途中フレンチの有名店に寄ったかと思えば大きな袋を受け取り空いている後部座席に乗せた。

極普通の店に見えるが何か重要な物の受けなの渡しだろうか…?






星が流れる時 03






その後はひたすら一本道を島の奥へと進んでいる。
このまま行っても山しか無いような場所だ。
キラはどうしてわざわざこんな所に行こうとするのか。
普段から行動が読めないが今日は特別分からない。
行く先で一体何が待ち構えているのか、そして一体何が目的なのか。

「ここ!この道を入っていって!」
「本当にこの道でいいのか?」

道の入り口には”コウノ巣山展望台”と書いてある。
オノゴロ島で一番高い場所らしいという事は聞いたことがあるけれど、実際に来るのは初めてだった。

「うん。間違いないよ」
看板のある分かれ道を入れば、その先はひたすら曲がりくねったすれ違いも難しいような細い上り坂だった。
木々の隙間から時折見える町の明かりを横目で見ながらハンドルを切る。


滅多に人が立ち入らぬ雰囲気のこの場所は秘密の会合には都合良いのかも知れないが…そもそも一体何の目的で誰とオーブのこんな場所で落ち合うというのか?

パーキングの標識に沿ってエレカを停める。


「思いっきり不審な顔してるね」
「当たり前だ。
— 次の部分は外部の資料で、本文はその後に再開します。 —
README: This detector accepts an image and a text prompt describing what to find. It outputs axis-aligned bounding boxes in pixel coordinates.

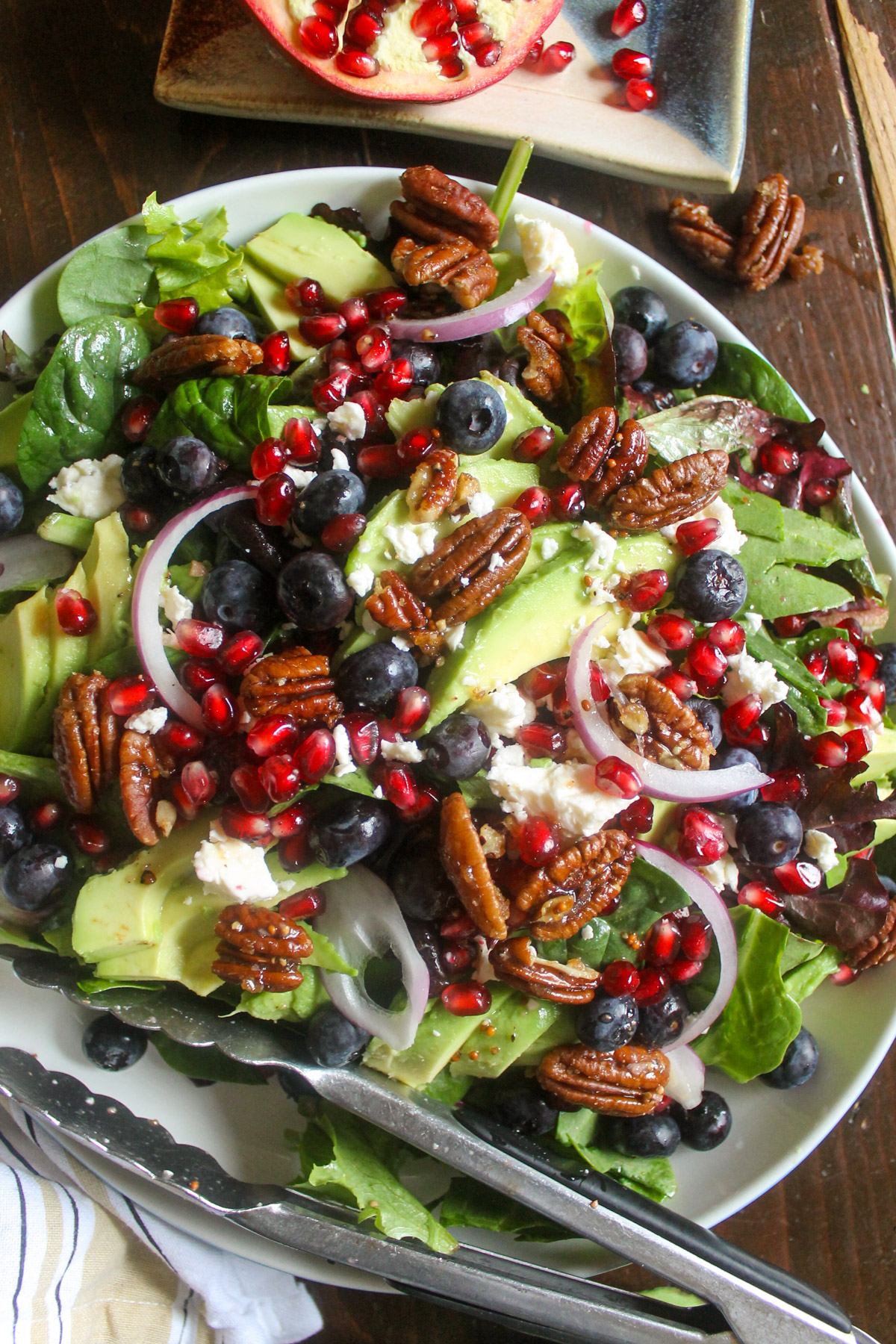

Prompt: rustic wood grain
[0,0,896,1344]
一体こんな所で何を企んでいる?」
「…明日が何の日か知ってる…よね?」
「はあ?」

10月ももうすぐ終わろうとしている。
正確に言えば今日は…と考えを巡らしながらも眩しさで目を細める。
エレカが一台駐車場に滑り込むように入って来た。

「思ったより早かったなあ」

キラの言葉にこれが待ち合わせの相手なのだと理解するが、用心のためいつでも抜けるように手は腰元の銃に添えておく。
身構えながら息を詰め、エレカを見詰める。
そうしてエレカの運転席から出てきたのは…

「キサカさんっ!?」
「やあ、アスラン君、おめでとう」
「は?」

予期しない人物に予期しない言葉、一体何がおめでとうなんだ?

続き後部座席のドアが開き出てきたのは…

「カガ…リっ…!」
「やあ、アスラン。久しぶり、っていうのは一緒の職場なのに変な感じだな」

はにかんだ様に微笑むカガリの服装は見慣れたいつもの軍服でも執務服でもなく先程自分が目にした…



白い―まるで天使が舞い降りたみたいだ



ウェディングドレスを着て―



先程のキサカさんの「おめでとう」という言葉が頭の中で木霊する。



「その服はっ…!」
「君がいたく気に入っていたようだったから勝手ながら僕が手配させてもらったよ」
「キラ!」
「大丈夫、ちゃんと君の口座から支払っておいたから」

一体どうやって俺の口座から支払ったのかはあまり考えたくなかったけれど、あの白いワンピースは予想以上にカガリに似合っていて、そう、まるでウェディングドレスみたいに…

「あの…ありがとう、アスラン」
「あ…ああ…」

そうやって恥ずかしそうに笑うから俺まで嬉しくなってしまう。

「さて、と…これが僕からの一日早い誕生日プレゼントだよ」
「え?」
「もしかしてまだ気付いてない?明日は君の誕生日でしょ?」
「そうだったか?」
「アスラン!誕生日は忘れちゃ駄目だぞ!何ていってもお前が両親の元に誕生した大切な日だからな!両親に感謝しろよな!」
「カガリ…」

カガリに詰め寄られ少し後ずさる。

「そして…大好きな人が生まれた大切な日だ…少しぐらい祝わせて欲しい…」
「カガリ…」

地面に今にも吸い込まれそうな太陽に照らされ、茜色に染まった頬にそっと手を伸ばす。

「その続きは僕らが帰った後にしてよね」
「「キラっ!」」
「私達からは明日一日の休みを贈ろう。君の明日の休みのために大勢が頑張っている。大切に過ごしたまえ」
「キサカさん…」
「その代わりまた明後日からはたくさん働いてもらうぞ?オーブの行政府に君は欠かせない大切な存在だからな」
「…っ…ありがとうございます」
「私からは私の時間だ。明日一日私も休みを貰った!」

キサカさんは困ったような苦い顔をして笑っている。

「明日一日都合するのに苦労したんだぞ?」
「ええ、主に私共が」
「キサカ!」
「何でもありません、代表」

腰に手を当てて胸を張る彼女はとても新婦には見えない、でもカガリはカガリだ。
そんな当たり前の事が本当に嬉しくて、今ここで、オーブでこんな風に過ごせる時がとても貴重で大切なものなのだと思うと胸が、息が詰まった。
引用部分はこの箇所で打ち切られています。